Contrairement à ce que pense Madame Saheb, brader notre société de croissance et son démon capitaliste contre une décroissance mortifère ne se fera pas « dans l’accès au bien-être pour tous ». Sa société imposant la sobriété par la politique publique ne peut reposer que sur un pouvoir autoritaire non démocratique. Sa société ne fera pas « beaucoup plus de gagnants que de perdants » mais uniquement des perdants. Le marxisme historique nous promettait l’égalité dans l’abondance, le décroissantisme sobriétiste nous propose l’égalité…dans la pauvreté absolue. 

Le démocrate libéral que je suis reste pour sa part convaincu que c’est en continuant à produire des richesses que nous nous défendrons le mieux contre le réchauffement climatique. La preuve en est que les pays aujourd’hui les plus exposés sont le plus pauvres. Que Madame Saheb le veuille ou non la croissance économique reste notre meilleur atout. C’est en construisant des digues, des réseaux électriques performants ou encore des canadairs qu’on se défend le mieux contre le réchauffement.

Quelle est la position de la communauté scientifique sur la question de la sobriété ?

François-Marie Bréon : La communauté scientifique reconnaît la contribution de la sobriété pour limiter le changement climatique.  Elle insiste aussi sur la nécessité de mesures équitables.  Il n’y a pas de position unanime sur où mettre le curseur entre les mesures de sobriété, le développement de technologies permettant de réduire les émissions pour un même usage (comme les renouvelables ou le nucléaire contre les énergies fossiles), l’adaptation à un changement climatique que on accepterait, voire même la mise en place de techniques de géo-ingéniérie.

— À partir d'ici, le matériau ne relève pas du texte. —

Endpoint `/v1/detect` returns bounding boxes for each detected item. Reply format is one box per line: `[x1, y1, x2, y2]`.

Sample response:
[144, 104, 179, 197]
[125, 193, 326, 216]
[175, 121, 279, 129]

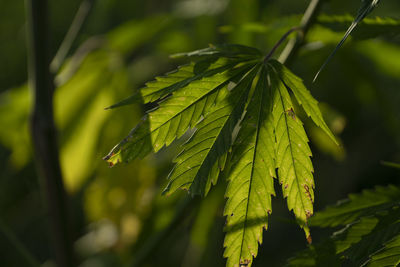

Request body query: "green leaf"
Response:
[171, 44, 263, 59]
[106, 57, 245, 109]
[367, 234, 400, 267]
[313, 0, 380, 81]
[105, 59, 254, 164]
[289, 186, 400, 266]
[105, 45, 334, 266]
[224, 67, 276, 266]
[269, 65, 314, 239]
[310, 186, 400, 227]
[270, 60, 338, 145]
[289, 210, 400, 266]
[163, 65, 259, 196]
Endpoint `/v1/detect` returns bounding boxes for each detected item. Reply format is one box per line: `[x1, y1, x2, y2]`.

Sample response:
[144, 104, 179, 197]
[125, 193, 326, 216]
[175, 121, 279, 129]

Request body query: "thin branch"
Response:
[278, 0, 323, 63]
[26, 0, 74, 267]
[50, 0, 94, 73]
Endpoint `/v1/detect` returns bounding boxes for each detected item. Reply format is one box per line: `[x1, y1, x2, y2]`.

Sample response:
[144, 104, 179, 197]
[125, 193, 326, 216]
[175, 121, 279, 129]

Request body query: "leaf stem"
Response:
[278, 0, 323, 64]
[264, 27, 301, 63]
[26, 0, 75, 267]
[50, 0, 94, 73]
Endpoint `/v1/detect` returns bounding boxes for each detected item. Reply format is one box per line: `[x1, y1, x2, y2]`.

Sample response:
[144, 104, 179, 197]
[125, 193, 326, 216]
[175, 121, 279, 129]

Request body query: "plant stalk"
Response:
[278, 0, 323, 64]
[50, 0, 94, 74]
[26, 0, 74, 267]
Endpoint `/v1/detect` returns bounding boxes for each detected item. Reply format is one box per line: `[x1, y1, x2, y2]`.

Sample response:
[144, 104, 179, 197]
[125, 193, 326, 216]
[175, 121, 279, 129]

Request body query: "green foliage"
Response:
[289, 186, 400, 266]
[105, 45, 336, 266]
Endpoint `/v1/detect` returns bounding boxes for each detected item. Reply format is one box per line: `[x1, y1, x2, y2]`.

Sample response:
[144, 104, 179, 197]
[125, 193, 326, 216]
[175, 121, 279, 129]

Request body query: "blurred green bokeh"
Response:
[0, 0, 400, 267]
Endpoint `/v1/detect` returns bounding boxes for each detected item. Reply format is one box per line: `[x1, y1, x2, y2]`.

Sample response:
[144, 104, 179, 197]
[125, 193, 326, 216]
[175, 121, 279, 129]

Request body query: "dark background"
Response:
[0, 0, 400, 267]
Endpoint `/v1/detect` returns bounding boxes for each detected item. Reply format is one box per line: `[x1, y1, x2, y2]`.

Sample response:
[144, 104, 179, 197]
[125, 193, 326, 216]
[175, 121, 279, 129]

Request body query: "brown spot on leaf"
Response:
[306, 210, 312, 219]
[307, 235, 312, 244]
[239, 259, 250, 267]
[286, 108, 296, 120]
[304, 184, 312, 202]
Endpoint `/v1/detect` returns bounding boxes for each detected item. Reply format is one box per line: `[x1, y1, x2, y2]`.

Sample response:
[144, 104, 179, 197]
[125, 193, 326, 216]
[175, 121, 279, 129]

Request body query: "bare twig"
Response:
[278, 0, 323, 63]
[50, 0, 94, 73]
[26, 0, 74, 267]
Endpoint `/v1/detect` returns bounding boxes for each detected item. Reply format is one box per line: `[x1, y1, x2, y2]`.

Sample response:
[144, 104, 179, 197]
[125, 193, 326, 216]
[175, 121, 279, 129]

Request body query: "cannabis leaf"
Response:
[224, 66, 276, 266]
[105, 45, 335, 266]
[289, 186, 400, 266]
[313, 0, 380, 81]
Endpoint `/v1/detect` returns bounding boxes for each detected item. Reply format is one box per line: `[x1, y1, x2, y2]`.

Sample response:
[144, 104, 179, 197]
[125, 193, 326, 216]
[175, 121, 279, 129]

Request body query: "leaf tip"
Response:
[307, 234, 312, 245]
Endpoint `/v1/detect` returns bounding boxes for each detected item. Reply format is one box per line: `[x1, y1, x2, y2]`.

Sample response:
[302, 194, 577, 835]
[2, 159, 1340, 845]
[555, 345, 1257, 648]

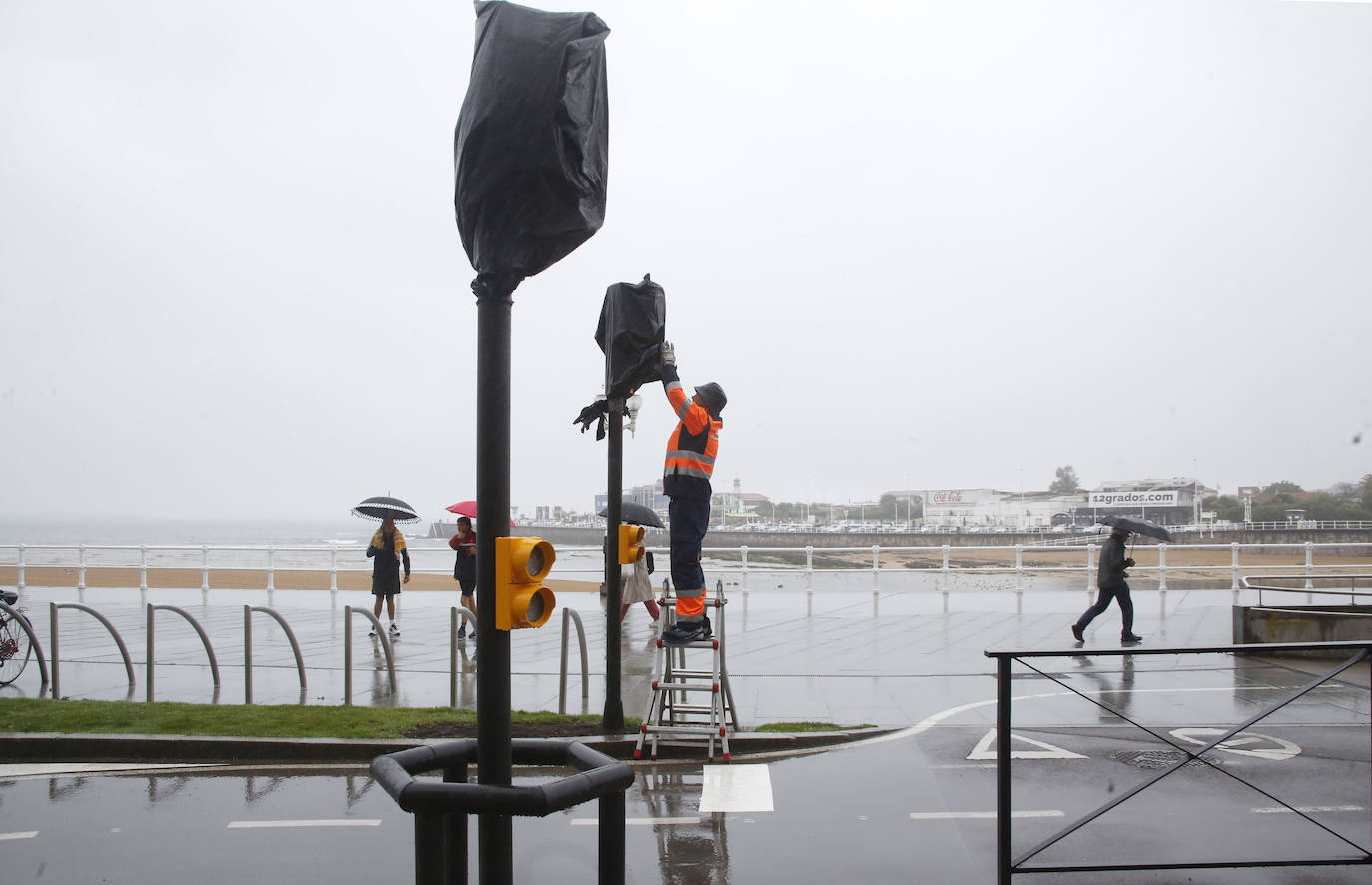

Philippe Charlez : Ce n’est pas un hasard si Madame Saheb « n’a pas trouvé de références à la sobriété dans la littérature scientifique ». La sobriété n’est pas à proprement parler un concept scientifique. La réduction de la consommation d’énergie peut certes résulter d’avancements technologiques (par exemple des voitures consommant moins de carburant ou des ampoules comme les LEDs beaucoup moins gourmandes en électricité). Mais dans ce cas on parle d’efficacité énergétique voire d’optimisation énergétique. La sobriété est un concept sociétal qui comme je l’ai indiqué résulte soit de choix individuels responsables soit de choix politiques autoritaires.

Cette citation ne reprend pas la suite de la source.